Her recall of the Néstor Kirchner government also included the infamous clash with the farming sector and the paying off of the IMF.
She also differentiated herself from the administration of an absent President Fernández while saying that it was “infinitely better” than a second Mauricio Macri term would have been.
“Everybody knows the differences I have, no need to explain them. I told him last December 20 in La Plata: ‘There will be growth but watch out for the prices because four smart alecs will walk off with them and that’s what happened,” pointed out the former president, adding: “because Argentina grew again despite all the mistakes and differences.”
She then singled out the problem as “the distribution of income,” continuing: “Or why do you think that in my second term we could reach 51 percent [distribution] and why do you think they hate, persecute and ban me? Because I was never one of them and never will be, whatever they do. Even if they want to kill me or throw me in jail, I will never be one of them, I belong to the people and I’m not moving from there.”
Perhaps for the first time in the long history of CFK rallies, the event began early – just after 3.30pm when scheduled for 4pm – as a result of the heavy rainfall in the capital. It was also the first time the vice-president was accompanied on the stage by her grandchildren as well as Frente de Todos leaders, including Governors Kicillof (Buenos Aires), Alicia Kirchner (Santa Cruz) and a host of ministers and mayors.
“It is necessary finally to renew the democratic pact, giving back the country its judiciary which has evaporated with a gang unworthy of Argentine history,” fired off the vice-president, again questioning the nation’s highest tribunal.

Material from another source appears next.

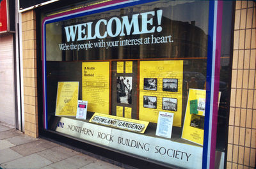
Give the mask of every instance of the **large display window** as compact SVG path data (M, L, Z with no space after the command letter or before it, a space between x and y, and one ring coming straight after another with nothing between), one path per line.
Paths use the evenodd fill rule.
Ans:
M216 130L229 111L230 4L96 1L42 13L44 129L165 166L214 166L226 146Z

She underlined: “Believe me, that Supreme Court which Néstor wanted impeached against the real disaster we have today. Please, it does not matter if there are judges of one orientation or the other but we Argentines deserve to have a Supreme Court worthy of the name without cause for embarrassment. I ask that of all the political parties, please. It’s also the image of the country.”
Thanking party activists and supporters for their constant backing, the vice-president declared her love for the crowd and the homeland.